PhD in Anatomy and Cell Biology

General Information

 Graduate training for a Ph.D. involves some formal course work, in depth self-directed learning and extensive experience in the research laboratory. Students also participate in seminars discussing the current literature and presenting their own research. The Department considers teaching to be an important part of graduate education. Students in the Anatomy & Cell Biology program may be offered opportunities to supplement their stipends by serving as teaching assistants in such courses as gross anatomy, histology, neuroanatomy and cell biology.

A Ph.D. typically takes four years following the M.Sc. and five years of full-time study for Direct-Entry Ph.D. students. Upon completion of the M.Sc., most students enter a program of further study at the Ph.D. level in this department or elsewhere, or enter a professional program such as medicine, dentistry, an allied health science or teaching. The traditional career for recipients of the Ph.D. degree following appropriate post-doctoral training is university teaching and research. However, the Ph.D. can lead to a wide variety of career options such as research and development of new products in the biotechnology or pharmaceutical industries. Previous graduates of this department hold prominent positions in academia, medicine and other health science professions, and in industry.Our PhD students play a valuable role in our department by actively contributing to our research community. Graduate Students have access to state-of-the-art facilities, affiliated hospitals and research institutes, valuable teaching opportunities and world-class researchers.

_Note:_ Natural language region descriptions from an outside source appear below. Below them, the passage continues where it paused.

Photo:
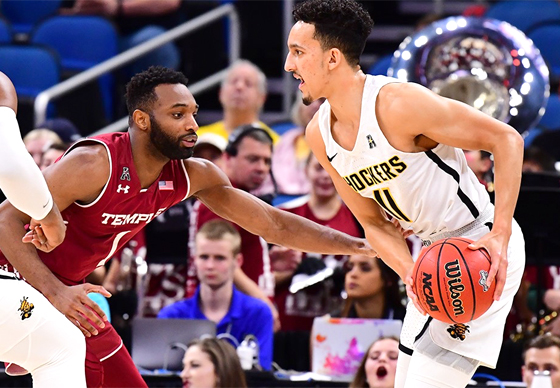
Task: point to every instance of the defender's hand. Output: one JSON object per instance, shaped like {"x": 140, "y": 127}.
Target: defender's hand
{"x": 74, "y": 303}
{"x": 48, "y": 233}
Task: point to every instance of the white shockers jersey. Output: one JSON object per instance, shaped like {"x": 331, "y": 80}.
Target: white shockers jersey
{"x": 431, "y": 192}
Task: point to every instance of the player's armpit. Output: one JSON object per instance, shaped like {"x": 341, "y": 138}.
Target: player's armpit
{"x": 79, "y": 176}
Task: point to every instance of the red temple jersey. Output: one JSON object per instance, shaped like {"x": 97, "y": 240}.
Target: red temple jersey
{"x": 256, "y": 262}
{"x": 298, "y": 310}
{"x": 97, "y": 230}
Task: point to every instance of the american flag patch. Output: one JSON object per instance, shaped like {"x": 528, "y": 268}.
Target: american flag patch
{"x": 166, "y": 185}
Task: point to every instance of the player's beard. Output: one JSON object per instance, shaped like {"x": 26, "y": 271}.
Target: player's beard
{"x": 167, "y": 145}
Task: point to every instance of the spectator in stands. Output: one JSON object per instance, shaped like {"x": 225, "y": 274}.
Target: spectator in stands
{"x": 242, "y": 95}
{"x": 536, "y": 159}
{"x": 218, "y": 255}
{"x": 211, "y": 362}
{"x": 542, "y": 354}
{"x": 138, "y": 21}
{"x": 373, "y": 290}
{"x": 247, "y": 164}
{"x": 38, "y": 141}
{"x": 51, "y": 154}
{"x": 377, "y": 369}
{"x": 291, "y": 152}
{"x": 324, "y": 206}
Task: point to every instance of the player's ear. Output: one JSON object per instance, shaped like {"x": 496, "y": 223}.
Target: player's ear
{"x": 141, "y": 119}
{"x": 335, "y": 58}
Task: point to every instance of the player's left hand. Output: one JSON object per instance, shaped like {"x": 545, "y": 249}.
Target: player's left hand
{"x": 496, "y": 245}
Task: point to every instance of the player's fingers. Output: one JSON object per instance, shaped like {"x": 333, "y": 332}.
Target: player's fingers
{"x": 85, "y": 324}
{"x": 500, "y": 279}
{"x": 28, "y": 237}
{"x": 74, "y": 320}
{"x": 408, "y": 233}
{"x": 94, "y": 313}
{"x": 40, "y": 234}
{"x": 410, "y": 292}
{"x": 97, "y": 289}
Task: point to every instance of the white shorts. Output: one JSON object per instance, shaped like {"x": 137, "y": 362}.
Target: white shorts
{"x": 39, "y": 338}
{"x": 483, "y": 339}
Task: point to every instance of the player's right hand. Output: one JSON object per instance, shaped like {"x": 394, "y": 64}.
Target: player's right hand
{"x": 409, "y": 282}
{"x": 48, "y": 233}
{"x": 74, "y": 303}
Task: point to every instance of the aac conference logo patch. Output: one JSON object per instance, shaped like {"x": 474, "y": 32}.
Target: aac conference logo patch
{"x": 26, "y": 308}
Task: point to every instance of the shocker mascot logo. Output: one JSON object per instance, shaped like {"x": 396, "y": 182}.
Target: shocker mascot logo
{"x": 458, "y": 331}
{"x": 26, "y": 308}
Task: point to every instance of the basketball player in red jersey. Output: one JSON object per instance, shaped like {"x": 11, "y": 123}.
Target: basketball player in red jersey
{"x": 110, "y": 186}
{"x": 24, "y": 312}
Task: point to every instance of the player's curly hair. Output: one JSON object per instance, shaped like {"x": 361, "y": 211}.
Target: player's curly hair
{"x": 140, "y": 91}
{"x": 343, "y": 24}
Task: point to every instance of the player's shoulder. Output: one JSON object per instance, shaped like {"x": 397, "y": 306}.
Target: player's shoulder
{"x": 199, "y": 166}
{"x": 400, "y": 95}
{"x": 89, "y": 153}
{"x": 204, "y": 174}
{"x": 313, "y": 133}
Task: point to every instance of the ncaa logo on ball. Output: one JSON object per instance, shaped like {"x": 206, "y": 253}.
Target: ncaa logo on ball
{"x": 455, "y": 286}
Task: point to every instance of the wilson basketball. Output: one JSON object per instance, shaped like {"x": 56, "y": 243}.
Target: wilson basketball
{"x": 450, "y": 281}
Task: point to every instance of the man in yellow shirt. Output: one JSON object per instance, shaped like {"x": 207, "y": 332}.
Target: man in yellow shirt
{"x": 242, "y": 95}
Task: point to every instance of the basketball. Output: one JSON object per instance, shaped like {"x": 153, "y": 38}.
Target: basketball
{"x": 450, "y": 281}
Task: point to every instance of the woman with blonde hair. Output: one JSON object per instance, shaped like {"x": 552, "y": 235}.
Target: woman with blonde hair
{"x": 212, "y": 362}
{"x": 378, "y": 367}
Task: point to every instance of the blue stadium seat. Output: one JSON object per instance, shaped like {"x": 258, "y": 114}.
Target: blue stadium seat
{"x": 32, "y": 69}
{"x": 25, "y": 14}
{"x": 546, "y": 38}
{"x": 5, "y": 32}
{"x": 81, "y": 42}
{"x": 381, "y": 66}
{"x": 524, "y": 14}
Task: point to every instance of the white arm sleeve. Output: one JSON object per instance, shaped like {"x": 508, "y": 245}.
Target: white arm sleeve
{"x": 20, "y": 178}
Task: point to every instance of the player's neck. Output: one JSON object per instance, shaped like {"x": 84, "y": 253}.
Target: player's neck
{"x": 346, "y": 102}
{"x": 233, "y": 119}
{"x": 324, "y": 208}
{"x": 148, "y": 162}
{"x": 215, "y": 302}
{"x": 371, "y": 307}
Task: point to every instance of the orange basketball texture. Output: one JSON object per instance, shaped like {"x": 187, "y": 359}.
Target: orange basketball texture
{"x": 450, "y": 281}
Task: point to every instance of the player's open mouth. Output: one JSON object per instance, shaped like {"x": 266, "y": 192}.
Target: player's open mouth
{"x": 381, "y": 372}
{"x": 189, "y": 140}
{"x": 296, "y": 76}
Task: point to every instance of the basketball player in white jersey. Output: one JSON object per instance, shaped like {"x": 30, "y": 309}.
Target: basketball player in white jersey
{"x": 395, "y": 148}
{"x": 57, "y": 361}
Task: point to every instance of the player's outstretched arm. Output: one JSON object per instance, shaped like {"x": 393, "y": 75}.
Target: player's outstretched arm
{"x": 212, "y": 187}
{"x": 78, "y": 177}
{"x": 421, "y": 116}
{"x": 20, "y": 178}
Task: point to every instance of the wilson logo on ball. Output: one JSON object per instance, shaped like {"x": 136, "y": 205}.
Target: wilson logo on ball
{"x": 456, "y": 287}
{"x": 451, "y": 281}
{"x": 428, "y": 292}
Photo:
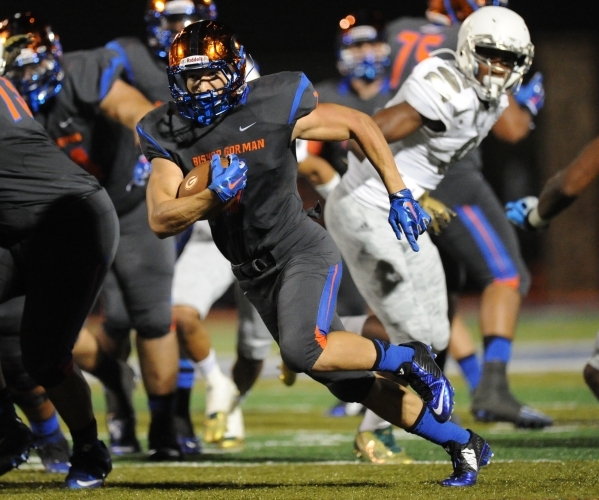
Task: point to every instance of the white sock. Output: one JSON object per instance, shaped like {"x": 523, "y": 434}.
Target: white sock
{"x": 208, "y": 368}
{"x": 372, "y": 422}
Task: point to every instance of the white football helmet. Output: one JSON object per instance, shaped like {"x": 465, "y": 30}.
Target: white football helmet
{"x": 488, "y": 33}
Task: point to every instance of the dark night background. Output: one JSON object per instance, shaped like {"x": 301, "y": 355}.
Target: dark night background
{"x": 280, "y": 34}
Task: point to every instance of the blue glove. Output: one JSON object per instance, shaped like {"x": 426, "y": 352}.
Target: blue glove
{"x": 519, "y": 213}
{"x": 407, "y": 214}
{"x": 227, "y": 182}
{"x": 532, "y": 94}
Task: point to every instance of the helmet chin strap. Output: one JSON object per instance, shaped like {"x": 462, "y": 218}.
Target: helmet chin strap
{"x": 494, "y": 86}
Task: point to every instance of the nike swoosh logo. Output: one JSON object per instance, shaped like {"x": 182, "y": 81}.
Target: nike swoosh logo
{"x": 66, "y": 123}
{"x": 439, "y": 409}
{"x": 241, "y": 129}
{"x": 86, "y": 484}
{"x": 232, "y": 186}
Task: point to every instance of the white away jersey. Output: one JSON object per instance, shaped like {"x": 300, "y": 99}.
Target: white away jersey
{"x": 439, "y": 92}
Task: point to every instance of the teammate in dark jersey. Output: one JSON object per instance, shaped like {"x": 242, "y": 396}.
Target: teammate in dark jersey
{"x": 287, "y": 265}
{"x": 144, "y": 63}
{"x": 91, "y": 114}
{"x": 62, "y": 232}
{"x": 479, "y": 242}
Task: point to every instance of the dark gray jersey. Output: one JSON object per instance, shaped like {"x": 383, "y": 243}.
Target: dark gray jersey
{"x": 268, "y": 215}
{"x": 35, "y": 176}
{"x": 74, "y": 120}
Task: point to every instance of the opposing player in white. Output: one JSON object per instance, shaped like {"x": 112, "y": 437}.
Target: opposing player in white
{"x": 443, "y": 110}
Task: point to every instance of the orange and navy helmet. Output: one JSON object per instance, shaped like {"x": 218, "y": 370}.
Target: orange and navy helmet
{"x": 30, "y": 57}
{"x": 164, "y": 18}
{"x": 212, "y": 47}
{"x": 362, "y": 51}
{"x": 448, "y": 12}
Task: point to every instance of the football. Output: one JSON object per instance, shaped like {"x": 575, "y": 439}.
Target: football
{"x": 197, "y": 180}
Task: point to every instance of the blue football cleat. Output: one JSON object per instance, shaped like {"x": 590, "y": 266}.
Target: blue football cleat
{"x": 89, "y": 467}
{"x": 467, "y": 460}
{"x": 54, "y": 452}
{"x": 427, "y": 379}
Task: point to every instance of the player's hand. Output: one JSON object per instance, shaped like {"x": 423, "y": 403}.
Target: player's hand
{"x": 406, "y": 214}
{"x": 532, "y": 94}
{"x": 227, "y": 182}
{"x": 440, "y": 213}
{"x": 519, "y": 213}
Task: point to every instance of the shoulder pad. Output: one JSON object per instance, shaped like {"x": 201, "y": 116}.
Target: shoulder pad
{"x": 441, "y": 76}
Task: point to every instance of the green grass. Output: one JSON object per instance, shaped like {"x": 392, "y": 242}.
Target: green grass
{"x": 293, "y": 451}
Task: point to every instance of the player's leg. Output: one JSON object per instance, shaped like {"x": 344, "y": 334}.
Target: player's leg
{"x": 254, "y": 343}
{"x": 16, "y": 439}
{"x": 51, "y": 444}
{"x": 100, "y": 355}
{"x": 591, "y": 370}
{"x": 481, "y": 239}
{"x": 144, "y": 269}
{"x": 63, "y": 265}
{"x": 306, "y": 288}
{"x": 463, "y": 350}
{"x": 202, "y": 275}
{"x": 406, "y": 290}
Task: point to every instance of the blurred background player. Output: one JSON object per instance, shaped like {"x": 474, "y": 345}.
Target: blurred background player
{"x": 560, "y": 191}
{"x": 202, "y": 275}
{"x": 363, "y": 63}
{"x": 91, "y": 114}
{"x": 61, "y": 230}
{"x": 478, "y": 243}
{"x": 49, "y": 441}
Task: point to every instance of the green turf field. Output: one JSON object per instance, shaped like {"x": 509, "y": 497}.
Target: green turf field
{"x": 293, "y": 451}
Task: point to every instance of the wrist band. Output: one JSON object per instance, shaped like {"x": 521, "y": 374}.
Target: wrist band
{"x": 535, "y": 220}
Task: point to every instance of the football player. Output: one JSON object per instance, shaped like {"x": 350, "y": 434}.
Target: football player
{"x": 288, "y": 266}
{"x": 61, "y": 230}
{"x": 363, "y": 62}
{"x": 91, "y": 114}
{"x": 442, "y": 111}
{"x": 202, "y": 274}
{"x": 479, "y": 242}
{"x": 560, "y": 191}
{"x": 50, "y": 443}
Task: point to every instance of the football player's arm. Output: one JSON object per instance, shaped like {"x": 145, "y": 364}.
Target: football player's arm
{"x": 125, "y": 104}
{"x": 167, "y": 214}
{"x": 331, "y": 122}
{"x": 514, "y": 124}
{"x": 567, "y": 184}
{"x": 398, "y": 121}
{"x": 559, "y": 192}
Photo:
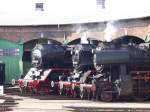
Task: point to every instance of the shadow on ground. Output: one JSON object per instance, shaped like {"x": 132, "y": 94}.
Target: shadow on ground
{"x": 95, "y": 109}
{"x": 8, "y": 103}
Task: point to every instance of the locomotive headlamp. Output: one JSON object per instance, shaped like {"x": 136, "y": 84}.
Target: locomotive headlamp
{"x": 37, "y": 53}
{"x": 36, "y": 57}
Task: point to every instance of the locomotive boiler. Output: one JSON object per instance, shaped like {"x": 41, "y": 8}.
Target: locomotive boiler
{"x": 115, "y": 67}
{"x": 50, "y": 56}
{"x": 49, "y": 63}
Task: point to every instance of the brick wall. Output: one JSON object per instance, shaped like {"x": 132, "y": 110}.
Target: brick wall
{"x": 136, "y": 27}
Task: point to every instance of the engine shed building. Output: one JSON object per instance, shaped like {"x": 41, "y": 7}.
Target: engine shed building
{"x": 22, "y": 38}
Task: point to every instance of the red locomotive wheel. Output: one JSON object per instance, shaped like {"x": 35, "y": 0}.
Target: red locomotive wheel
{"x": 105, "y": 96}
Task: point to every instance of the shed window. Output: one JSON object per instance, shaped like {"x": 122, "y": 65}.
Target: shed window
{"x": 100, "y": 4}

Aims of the Graduate Program in Anatomy & Cell Biology

The goal of our Research Track Graduate Program is to provide comprehensive training in Cell Biology/Neurobiology Research in preparation for a future in research and academia, or non-academic career paths. Graduate work in Anatomy & Cell Biology provides students with important skills that are essential for the research environment and are also transferable to the work force. They include: technical expertise, teamwork, leadership, written and verbal communication, critical thinking, problem solving, presentation skills, time/project management, organization, teaching and independence.

Areas of Interest

  1. CELL BIOLOGY - Cancer, Metastasis, Hypoxia, Angiogenesis, Stem Cells, Tumor Plasticity, Cell Adhesion, Tissue Engineering, Biomaterial Integration, Dental Implants, Skin Repair, Gap Junctions, Cell-to-Cell Communication, Molecular Imaging, Developmental Biology
  2. NEUROBIOLOGY - Alzheimer's, Stroke, Cardiovascular, Parkinson's, Schizophrenia, Neuro-inflammation, fMRI, Lipid Biology, Mass-Spec Imaging, Neurotransmitters, Genetic Models, Learning, Electrophysiology, Cognitivie Neuroscience, Functional Neuroimaging, Consciousness, Memory, Perception

Supervisory Committees

Each graduate student has a Supervisory Committee consisting of the research supervisor, at least two other faculty members and a designated member of the Graduate Affairs Committee (ex officio). This committee meets with the student on a regular basis according to the following milestones:
  • 1st meeting should be held by the end of the second month in the 1st term of the program
  • 2nd meeting should be held by the 3rd term (or May/June whichever comes first).
  • 3rd meeting should be held by the end of the 5th term.
  • Additional meetings should be scheduled approximately every six months or more often as required.

The Research Proposal Form is required for the first meeting.

The function of the first Supervisory Committee meeting is to decide on the required course work and to define the research to be undertaken.

The Progress Report Form is required for the 2nd and subsequent meetings.

At each meeting, the committee advises the Student on such matters as the progress of research and the preparation of the M.Sc. or Ph.D. thesis. A complete report from the Supervisory Committee is submitted to the Graduate Affairs Committee after each supervisory committee meeting.

The Transfer Report Form is required for the MSc to PhD Transition meeting.

Transfer from the MSc to the PhD degree must take place before the end of the 5th term of MSc enrolment. For most students this will mean prior to the end of April during the second year of the MSc. Students will typically seek permission to transfer from the MSc to the PhD program during the regularly scheduled supervisory meeting (meeting 4) although a special meeting may be arranged if necessary. The composition of the Supervisory Committee for the transfer meeting will be the same as the previous supervisory meetings, except one additional member of the GAC will be present. In preparation for this meeting, the student should prepare the typical progress report (refer to the Student Handbook) summarizing the result obtained thus far, but also include the overall hypothesis, rationale and individual aims for the PhD project.

To successfully transfer from the MSc to the PhD program, the Student must demonstrate to the Committee that all the the MSc requirements outlined in the Student Handbook have been fulfilled with the exception of writing and defending the thesis. The Student must also explain how the project will be expanded beyond the limitations of an MSc and demonstrate a suitable understanding of the proposed project. Finally, there must be enthusiasm and commitment for the transfer on the part of the Student, Supervisor and Committee.

The Final Report Form is required for the final meeting.

When the thesis is ready for submission, the Supervisory Committee recommends examiners to the Graduate Affairs Committee.

For information on the thesis writing and publication processes, please refer to the Thesis Guide.